Soon after Kamoli's re-appointment, several soldiers - including bodyguards of former Prime Minister Thabane - were arrested and allegedly tortured following allegations that they were conniving with former army chief Mahao and former police commissioner Khothatso Tsooana to overthrow the government.
Thabane and two other opposition leaders then fled the country, claiming they had been tipped off about plots to kill them. Last week Mahao was shot and killed by members of the Lesotho Defence Force while driving from his farm.
Thabane, who is now in South Africa, says this is an indication that the situation is out of control. He accuses Lesotho's Prime Minister Mosisili of turning a blind eye to what is going on.

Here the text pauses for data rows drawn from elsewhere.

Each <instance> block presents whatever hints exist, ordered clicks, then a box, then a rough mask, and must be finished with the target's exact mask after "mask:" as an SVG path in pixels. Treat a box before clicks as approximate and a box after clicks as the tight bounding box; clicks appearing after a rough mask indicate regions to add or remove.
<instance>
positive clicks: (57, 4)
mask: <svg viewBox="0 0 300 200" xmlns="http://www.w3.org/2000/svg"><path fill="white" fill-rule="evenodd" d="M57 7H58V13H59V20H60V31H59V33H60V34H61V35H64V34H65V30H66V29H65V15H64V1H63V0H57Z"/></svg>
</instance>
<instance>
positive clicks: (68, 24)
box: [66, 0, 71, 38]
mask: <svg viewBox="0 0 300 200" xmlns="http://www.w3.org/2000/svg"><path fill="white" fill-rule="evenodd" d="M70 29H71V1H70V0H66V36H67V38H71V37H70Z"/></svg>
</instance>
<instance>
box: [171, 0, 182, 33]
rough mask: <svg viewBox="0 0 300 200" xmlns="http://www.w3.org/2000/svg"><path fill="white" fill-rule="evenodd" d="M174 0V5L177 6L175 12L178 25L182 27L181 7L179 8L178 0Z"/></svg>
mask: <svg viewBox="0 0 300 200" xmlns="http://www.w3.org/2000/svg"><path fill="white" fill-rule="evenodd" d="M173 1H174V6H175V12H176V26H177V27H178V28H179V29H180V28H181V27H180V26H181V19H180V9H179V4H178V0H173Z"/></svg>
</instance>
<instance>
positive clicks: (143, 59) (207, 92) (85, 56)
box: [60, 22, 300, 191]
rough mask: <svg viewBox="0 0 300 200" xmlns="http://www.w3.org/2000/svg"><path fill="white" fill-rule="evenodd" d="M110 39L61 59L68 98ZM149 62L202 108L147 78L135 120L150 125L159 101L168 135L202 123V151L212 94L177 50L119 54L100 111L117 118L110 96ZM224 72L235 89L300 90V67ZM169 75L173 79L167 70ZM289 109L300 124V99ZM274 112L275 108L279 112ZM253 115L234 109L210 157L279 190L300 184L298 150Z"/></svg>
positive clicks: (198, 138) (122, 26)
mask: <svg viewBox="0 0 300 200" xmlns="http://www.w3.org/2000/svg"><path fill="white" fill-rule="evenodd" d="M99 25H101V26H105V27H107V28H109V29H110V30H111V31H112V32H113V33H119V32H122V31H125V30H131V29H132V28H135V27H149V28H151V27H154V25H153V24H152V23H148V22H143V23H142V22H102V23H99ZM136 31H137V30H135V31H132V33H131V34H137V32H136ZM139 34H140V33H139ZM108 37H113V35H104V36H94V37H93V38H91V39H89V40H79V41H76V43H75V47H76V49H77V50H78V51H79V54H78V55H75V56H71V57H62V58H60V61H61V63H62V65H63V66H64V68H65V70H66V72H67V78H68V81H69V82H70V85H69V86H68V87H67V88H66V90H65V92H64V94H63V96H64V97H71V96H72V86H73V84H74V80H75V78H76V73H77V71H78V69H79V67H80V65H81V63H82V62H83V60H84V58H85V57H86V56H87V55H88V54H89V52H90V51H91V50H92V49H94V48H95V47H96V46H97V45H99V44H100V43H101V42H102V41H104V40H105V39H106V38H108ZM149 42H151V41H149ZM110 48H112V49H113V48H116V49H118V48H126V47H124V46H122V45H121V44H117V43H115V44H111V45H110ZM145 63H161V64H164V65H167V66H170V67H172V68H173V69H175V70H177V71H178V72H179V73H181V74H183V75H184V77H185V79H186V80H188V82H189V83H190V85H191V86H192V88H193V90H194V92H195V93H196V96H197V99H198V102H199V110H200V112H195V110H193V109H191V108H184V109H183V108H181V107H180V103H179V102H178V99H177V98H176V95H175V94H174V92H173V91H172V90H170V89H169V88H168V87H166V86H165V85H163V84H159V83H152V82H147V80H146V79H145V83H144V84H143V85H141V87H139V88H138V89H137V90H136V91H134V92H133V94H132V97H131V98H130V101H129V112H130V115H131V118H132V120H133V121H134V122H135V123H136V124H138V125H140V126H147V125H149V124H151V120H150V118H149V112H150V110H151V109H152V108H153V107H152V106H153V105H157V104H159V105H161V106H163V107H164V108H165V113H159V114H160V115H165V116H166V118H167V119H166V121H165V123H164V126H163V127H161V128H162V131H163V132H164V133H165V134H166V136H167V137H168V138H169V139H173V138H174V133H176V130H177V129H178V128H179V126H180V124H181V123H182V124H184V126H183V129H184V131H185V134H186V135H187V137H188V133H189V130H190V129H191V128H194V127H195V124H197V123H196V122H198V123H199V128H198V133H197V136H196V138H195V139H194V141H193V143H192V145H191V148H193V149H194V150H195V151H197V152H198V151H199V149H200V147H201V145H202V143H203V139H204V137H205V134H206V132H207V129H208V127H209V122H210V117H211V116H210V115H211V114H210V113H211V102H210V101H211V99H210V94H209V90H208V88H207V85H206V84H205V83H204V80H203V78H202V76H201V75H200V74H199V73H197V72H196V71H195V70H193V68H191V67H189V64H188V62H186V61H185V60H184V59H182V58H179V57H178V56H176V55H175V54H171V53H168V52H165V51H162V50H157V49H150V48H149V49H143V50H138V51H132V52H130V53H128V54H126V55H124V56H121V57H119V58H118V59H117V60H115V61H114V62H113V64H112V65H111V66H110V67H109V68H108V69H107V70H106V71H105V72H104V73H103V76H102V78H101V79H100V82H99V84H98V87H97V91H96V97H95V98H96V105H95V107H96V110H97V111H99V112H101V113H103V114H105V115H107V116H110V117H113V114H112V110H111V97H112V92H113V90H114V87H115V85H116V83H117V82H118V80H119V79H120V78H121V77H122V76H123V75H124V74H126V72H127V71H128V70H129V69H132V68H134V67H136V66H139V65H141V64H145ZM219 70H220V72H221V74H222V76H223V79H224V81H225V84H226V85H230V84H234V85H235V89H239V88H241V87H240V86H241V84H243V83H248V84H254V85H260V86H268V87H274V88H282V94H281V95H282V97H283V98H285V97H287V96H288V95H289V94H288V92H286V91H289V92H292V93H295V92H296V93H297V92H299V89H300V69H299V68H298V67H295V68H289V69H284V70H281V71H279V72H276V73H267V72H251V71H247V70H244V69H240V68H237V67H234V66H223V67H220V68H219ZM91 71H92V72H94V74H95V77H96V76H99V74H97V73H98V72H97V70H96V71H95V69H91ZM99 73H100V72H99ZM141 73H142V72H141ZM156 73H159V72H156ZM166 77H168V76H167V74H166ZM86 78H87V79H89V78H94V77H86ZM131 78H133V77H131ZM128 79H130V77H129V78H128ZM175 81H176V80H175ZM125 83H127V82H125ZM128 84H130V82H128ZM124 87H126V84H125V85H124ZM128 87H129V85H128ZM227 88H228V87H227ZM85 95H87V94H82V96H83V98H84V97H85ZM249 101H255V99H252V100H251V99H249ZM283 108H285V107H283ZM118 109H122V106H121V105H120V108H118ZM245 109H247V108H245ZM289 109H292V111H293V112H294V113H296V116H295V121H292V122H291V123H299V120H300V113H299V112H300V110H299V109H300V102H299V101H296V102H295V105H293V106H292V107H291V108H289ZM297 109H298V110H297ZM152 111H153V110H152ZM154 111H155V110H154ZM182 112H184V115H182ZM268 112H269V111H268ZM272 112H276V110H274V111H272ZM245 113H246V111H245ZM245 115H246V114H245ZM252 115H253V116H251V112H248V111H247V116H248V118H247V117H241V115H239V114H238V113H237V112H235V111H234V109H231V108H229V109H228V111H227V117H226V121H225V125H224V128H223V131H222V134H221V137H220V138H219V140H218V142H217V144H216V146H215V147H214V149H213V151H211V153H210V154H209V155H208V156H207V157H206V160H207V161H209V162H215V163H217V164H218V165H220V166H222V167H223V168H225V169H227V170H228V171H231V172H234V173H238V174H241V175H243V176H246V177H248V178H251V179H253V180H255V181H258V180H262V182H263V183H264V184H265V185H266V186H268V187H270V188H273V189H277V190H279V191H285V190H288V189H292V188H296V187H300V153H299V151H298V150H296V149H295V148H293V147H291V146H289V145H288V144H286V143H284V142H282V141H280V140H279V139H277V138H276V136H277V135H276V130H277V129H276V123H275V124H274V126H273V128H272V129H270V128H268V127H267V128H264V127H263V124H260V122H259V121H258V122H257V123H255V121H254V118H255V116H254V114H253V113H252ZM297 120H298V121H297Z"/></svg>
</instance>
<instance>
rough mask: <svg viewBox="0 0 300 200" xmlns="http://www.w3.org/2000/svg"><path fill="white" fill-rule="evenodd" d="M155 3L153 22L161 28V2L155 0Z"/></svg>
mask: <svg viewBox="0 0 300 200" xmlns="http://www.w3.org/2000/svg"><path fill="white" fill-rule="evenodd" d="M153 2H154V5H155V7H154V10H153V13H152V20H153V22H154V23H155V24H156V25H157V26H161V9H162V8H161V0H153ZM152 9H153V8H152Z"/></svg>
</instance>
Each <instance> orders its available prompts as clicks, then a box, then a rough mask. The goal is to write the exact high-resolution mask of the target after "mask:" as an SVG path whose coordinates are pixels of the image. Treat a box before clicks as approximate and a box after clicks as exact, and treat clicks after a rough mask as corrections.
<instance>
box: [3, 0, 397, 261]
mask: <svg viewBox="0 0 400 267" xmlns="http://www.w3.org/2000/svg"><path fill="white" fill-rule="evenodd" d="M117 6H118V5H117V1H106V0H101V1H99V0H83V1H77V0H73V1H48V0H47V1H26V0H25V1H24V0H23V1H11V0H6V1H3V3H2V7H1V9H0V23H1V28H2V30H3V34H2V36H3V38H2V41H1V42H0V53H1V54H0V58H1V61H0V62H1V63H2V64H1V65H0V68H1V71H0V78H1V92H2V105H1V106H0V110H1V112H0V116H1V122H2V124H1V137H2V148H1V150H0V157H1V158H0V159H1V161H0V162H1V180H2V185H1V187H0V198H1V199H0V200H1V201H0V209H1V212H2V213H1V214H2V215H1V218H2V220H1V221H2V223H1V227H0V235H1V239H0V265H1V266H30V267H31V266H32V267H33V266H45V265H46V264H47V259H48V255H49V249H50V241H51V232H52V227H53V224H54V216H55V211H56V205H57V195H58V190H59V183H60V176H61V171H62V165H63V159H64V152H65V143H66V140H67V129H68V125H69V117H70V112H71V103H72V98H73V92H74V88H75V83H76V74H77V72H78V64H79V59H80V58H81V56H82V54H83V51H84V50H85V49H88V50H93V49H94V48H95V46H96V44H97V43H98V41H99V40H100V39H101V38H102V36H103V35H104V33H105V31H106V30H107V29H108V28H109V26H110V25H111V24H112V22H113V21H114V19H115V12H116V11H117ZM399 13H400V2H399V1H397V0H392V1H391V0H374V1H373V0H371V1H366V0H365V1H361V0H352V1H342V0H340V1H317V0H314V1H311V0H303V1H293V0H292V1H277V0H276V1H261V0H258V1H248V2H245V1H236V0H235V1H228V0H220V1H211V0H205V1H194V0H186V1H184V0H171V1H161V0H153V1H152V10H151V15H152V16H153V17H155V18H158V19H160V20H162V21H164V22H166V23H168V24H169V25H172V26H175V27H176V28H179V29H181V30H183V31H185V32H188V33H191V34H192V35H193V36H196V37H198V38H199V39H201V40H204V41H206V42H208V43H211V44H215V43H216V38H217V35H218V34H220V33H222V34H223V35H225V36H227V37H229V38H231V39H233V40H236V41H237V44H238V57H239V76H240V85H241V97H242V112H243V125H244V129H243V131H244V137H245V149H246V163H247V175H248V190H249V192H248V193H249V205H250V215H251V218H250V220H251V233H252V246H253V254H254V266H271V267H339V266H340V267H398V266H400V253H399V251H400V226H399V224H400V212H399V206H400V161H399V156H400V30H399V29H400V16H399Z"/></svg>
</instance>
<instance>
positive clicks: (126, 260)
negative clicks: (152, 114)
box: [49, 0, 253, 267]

Regional mediation efforts
The regional Southern African Development Community (SADC) is now seeking to de-escalate the tensions. South African President Jacob Zuma, who is the current chair of the SADC Troika on Defense and Politics, sent a fact-finding mission to Lesotho last week, led by South African Defense Minister Nosiviwe Mapisa Ngqakula. Now the SADC mediator, South African Deputy President Cyril Ramaphosa, has also gone to the tiny country which is entirely surrounded by South Africa.

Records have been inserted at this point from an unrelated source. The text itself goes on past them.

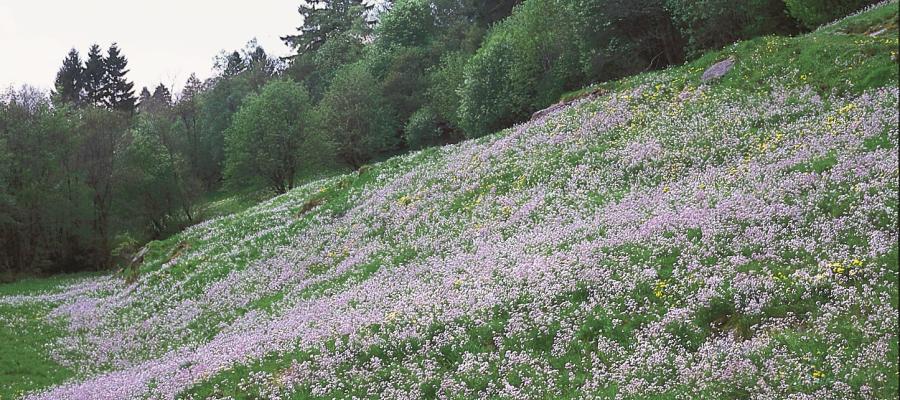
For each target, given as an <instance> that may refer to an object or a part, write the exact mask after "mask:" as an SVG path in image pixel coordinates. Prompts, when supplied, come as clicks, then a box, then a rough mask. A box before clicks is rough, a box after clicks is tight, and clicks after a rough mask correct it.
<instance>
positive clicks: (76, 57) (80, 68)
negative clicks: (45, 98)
mask: <svg viewBox="0 0 900 400" xmlns="http://www.w3.org/2000/svg"><path fill="white" fill-rule="evenodd" d="M53 86H54V91H53V94H52V97H53V101H54V102H55V103H58V104H80V103H81V101H82V98H83V96H84V93H83V90H84V66H83V65H82V62H81V56H80V55H79V54H78V50H75V49H72V50H69V55H68V56H66V58H65V59H64V60H63V65H62V67H60V69H59V72H57V73H56V81H55V82H54V85H53Z"/></svg>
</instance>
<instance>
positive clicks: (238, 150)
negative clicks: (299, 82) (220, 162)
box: [225, 80, 330, 193]
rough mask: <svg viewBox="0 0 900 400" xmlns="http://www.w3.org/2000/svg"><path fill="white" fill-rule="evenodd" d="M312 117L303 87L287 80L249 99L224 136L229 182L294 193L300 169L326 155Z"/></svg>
mask: <svg viewBox="0 0 900 400" xmlns="http://www.w3.org/2000/svg"><path fill="white" fill-rule="evenodd" d="M314 118H315V115H314V114H313V113H312V105H311V102H310V99H309V94H308V93H307V91H306V88H304V87H303V86H302V85H300V84H298V83H296V82H293V81H290V80H275V81H272V82H270V83H268V84H266V86H264V87H263V88H262V90H261V91H260V93H259V94H258V95H251V96H250V97H249V98H247V100H246V101H245V102H244V105H243V106H241V109H240V110H239V111H238V112H237V113H235V115H234V118H233V121H232V124H231V126H230V127H229V128H228V130H227V131H226V132H225V138H226V165H225V173H226V177H227V178H228V180H229V181H230V182H231V183H244V182H251V181H257V180H260V181H263V182H265V183H266V184H267V185H268V186H270V187H271V188H272V189H274V190H275V191H276V192H278V193H284V192H286V191H287V190H289V189H291V188H293V187H294V178H295V177H296V176H297V174H298V173H299V172H301V170H303V169H304V168H311V167H313V166H315V165H318V164H319V163H320V162H321V161H324V157H327V155H328V154H329V153H330V145H329V143H328V141H327V140H326V139H325V138H324V137H323V136H322V135H321V131H320V130H319V129H318V126H317V124H316V121H315V119H314Z"/></svg>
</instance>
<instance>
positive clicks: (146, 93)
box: [138, 86, 153, 112]
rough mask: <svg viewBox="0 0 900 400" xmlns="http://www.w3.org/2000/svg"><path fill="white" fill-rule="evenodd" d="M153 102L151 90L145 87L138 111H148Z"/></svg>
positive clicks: (138, 97) (138, 96) (141, 95)
mask: <svg viewBox="0 0 900 400" xmlns="http://www.w3.org/2000/svg"><path fill="white" fill-rule="evenodd" d="M152 102H153V96H152V95H151V94H150V90H149V89H147V87H146V86H144V88H143V89H141V94H140V95H139V96H138V109H139V110H140V111H141V112H144V111H147V108H148V107H150V106H151V103H152Z"/></svg>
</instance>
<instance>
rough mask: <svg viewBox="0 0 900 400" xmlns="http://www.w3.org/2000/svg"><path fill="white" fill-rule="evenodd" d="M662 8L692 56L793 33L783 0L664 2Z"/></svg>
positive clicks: (790, 21) (684, 1) (793, 32)
mask: <svg viewBox="0 0 900 400" xmlns="http://www.w3.org/2000/svg"><path fill="white" fill-rule="evenodd" d="M665 4H666V8H668V9H669V12H670V13H671V14H672V18H673V20H674V21H675V24H676V25H677V26H678V28H679V30H680V31H681V33H682V35H684V37H685V38H686V39H687V50H688V52H690V53H691V54H695V55H696V54H700V53H702V52H703V50H705V49H710V48H719V47H722V46H724V45H726V44H731V43H734V42H735V41H738V40H742V39H748V38H752V37H756V36H761V35H766V34H771V33H781V34H785V33H794V32H796V29H795V28H794V25H795V22H794V21H791V20H790V19H789V18H788V16H787V14H786V13H785V9H784V1H782V0H748V1H729V0H702V1H695V0H666V3H665Z"/></svg>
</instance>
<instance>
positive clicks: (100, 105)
mask: <svg viewBox="0 0 900 400" xmlns="http://www.w3.org/2000/svg"><path fill="white" fill-rule="evenodd" d="M105 64H106V63H105V60H104V59H103V50H101V49H100V46H99V45H97V44H94V45H92V46H91V49H90V51H88V59H87V61H86V62H85V67H84V96H85V100H86V102H87V103H88V104H92V105H95V106H98V107H105V106H107V104H106V98H107V94H106V83H107V77H106V65H105Z"/></svg>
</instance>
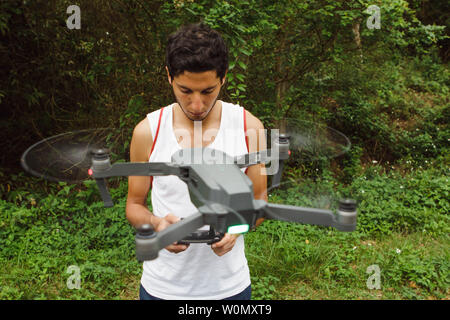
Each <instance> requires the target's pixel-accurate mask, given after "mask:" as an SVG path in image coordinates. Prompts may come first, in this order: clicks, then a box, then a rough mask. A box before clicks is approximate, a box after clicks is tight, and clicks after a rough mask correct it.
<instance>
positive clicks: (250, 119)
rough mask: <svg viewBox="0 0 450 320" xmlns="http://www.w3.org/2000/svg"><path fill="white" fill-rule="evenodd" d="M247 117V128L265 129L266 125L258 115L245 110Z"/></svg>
mask: <svg viewBox="0 0 450 320" xmlns="http://www.w3.org/2000/svg"><path fill="white" fill-rule="evenodd" d="M245 113H246V118H247V129H254V130H259V129H264V125H263V123H262V122H261V120H259V119H258V118H257V117H255V116H254V115H253V114H252V113H251V112H250V111H248V110H245Z"/></svg>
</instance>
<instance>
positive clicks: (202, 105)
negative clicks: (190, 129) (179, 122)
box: [169, 70, 223, 121]
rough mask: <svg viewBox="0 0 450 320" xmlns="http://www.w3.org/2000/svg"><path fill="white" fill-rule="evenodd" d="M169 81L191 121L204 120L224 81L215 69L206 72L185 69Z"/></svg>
mask: <svg viewBox="0 0 450 320" xmlns="http://www.w3.org/2000/svg"><path fill="white" fill-rule="evenodd" d="M169 82H170V83H171V85H172V87H173V92H174V94H175V98H176V100H177V102H178V104H179V105H180V107H181V110H183V112H184V114H185V115H186V117H188V118H189V120H191V121H202V120H204V119H205V118H206V117H207V116H208V114H209V112H210V111H211V110H212V108H213V107H214V105H215V103H216V101H217V97H218V96H219V93H220V88H221V87H222V85H223V82H222V81H221V80H220V78H219V77H218V76H217V72H216V71H215V70H212V71H205V72H188V71H185V72H184V73H183V74H180V75H178V76H176V77H174V79H173V80H172V79H171V78H170V76H169Z"/></svg>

Ramaphosa's spokesman Ronnie Mamoepa says the regional body is deeply concerned. "President Zuma has reiterated the need for all stakeholders in the kingdom of Lesotho to resolve their political differences only through legal and peaceful processes and further reiterated a pressing need to expedite the process of establishing institutional and security reforms," Mamoepa said.

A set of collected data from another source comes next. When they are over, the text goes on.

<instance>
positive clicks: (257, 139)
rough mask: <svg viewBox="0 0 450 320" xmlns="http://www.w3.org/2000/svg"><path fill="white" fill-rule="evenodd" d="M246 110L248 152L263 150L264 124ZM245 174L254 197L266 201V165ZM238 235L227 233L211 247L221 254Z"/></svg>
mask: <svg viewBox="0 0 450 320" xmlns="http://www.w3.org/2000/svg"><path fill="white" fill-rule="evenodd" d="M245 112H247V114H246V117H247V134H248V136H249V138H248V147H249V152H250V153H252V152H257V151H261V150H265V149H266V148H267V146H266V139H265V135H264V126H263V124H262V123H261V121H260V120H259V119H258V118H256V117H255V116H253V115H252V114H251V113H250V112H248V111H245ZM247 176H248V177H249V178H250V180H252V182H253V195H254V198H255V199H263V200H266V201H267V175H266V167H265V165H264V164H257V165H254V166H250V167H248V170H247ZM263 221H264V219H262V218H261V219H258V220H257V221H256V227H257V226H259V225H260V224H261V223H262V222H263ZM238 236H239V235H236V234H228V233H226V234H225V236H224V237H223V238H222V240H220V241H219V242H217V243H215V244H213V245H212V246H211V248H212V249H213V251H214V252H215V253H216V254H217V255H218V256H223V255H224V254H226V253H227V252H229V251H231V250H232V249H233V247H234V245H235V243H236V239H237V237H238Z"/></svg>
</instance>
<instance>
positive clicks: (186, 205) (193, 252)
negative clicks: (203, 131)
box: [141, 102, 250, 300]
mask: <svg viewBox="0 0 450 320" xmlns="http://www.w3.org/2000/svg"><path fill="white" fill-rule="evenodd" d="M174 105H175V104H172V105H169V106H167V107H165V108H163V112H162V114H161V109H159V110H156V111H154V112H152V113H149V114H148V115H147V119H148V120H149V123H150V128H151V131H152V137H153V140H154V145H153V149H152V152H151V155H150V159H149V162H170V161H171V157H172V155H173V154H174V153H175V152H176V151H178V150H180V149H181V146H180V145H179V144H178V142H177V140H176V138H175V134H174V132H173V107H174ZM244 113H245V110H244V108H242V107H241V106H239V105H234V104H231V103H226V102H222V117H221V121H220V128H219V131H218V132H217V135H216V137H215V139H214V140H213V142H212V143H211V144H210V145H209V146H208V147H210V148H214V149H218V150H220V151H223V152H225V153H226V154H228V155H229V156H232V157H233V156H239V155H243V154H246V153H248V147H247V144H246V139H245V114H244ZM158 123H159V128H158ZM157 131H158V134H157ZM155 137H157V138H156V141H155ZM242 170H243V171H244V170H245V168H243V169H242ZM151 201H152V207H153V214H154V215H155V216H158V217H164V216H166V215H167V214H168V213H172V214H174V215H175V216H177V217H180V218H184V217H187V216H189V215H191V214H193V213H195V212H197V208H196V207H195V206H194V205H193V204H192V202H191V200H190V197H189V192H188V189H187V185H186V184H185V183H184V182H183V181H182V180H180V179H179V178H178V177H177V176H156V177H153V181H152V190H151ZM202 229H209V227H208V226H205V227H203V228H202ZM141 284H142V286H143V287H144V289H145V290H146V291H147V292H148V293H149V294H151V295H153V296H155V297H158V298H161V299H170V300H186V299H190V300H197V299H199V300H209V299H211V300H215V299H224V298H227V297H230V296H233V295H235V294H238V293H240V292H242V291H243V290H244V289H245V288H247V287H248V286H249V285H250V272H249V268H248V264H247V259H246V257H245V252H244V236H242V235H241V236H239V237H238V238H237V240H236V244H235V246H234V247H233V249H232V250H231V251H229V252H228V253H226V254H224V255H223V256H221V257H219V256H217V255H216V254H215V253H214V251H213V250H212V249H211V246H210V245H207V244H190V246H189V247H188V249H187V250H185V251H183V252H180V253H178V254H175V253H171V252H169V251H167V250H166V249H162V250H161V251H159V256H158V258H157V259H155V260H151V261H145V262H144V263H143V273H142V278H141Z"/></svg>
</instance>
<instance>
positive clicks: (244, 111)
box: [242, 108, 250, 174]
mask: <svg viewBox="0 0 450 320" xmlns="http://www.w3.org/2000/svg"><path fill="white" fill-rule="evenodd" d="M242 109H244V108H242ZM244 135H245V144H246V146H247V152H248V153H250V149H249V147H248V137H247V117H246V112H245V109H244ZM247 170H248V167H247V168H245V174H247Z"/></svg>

Mamoepa says an envoy will soon be sent to SADC chairman, Zimbabwean President Robert Mugabe, to brief him on the situation on the ground and make a call for action.
South Africa's objectivity questioned
Dimpho Motsamai of the Institute for Security Studies in Pretoria told DW that the killing of Mahao took place "in an already politically charged and polarized environment in terms of the relationship between the government and the opposition." Motsamai said Mahao's family had released a statement addressed to international bodies, including the Commonwealth, United Nations, African Union and SADC, challenging the government's version of events. The family says it was a political assassination, orchestrated by reinstated army chief Kamoli. The government disputes this, saying Mahao's death occurred during a military operation that went wrong.
"The ball is now in the court of SADC and the international community on how to support objective and independent investigations into developments," Motsamai said, adding that South Africa was not generally regarded as fulfilling that requirement. Not least because of an agreement under which South Africa receives water from Lesotho and, in return, is supposed to make investments enabling Lesotho to develop its hydroelectric capability. However, Motsamai says the opposition in Lesotho claims South Africa is paying "only peanuts" for the water it receives, with the result that Lesotho remains dependent on South Africa for its electricity. Lesotho provides 90 percent of the water supply to the city of Johannesburg.
Lesotho has a long history of political unrest. The country of two million people has experienced coups, changes of kings and assassination attempts against politicians since independence from Britain in 1966.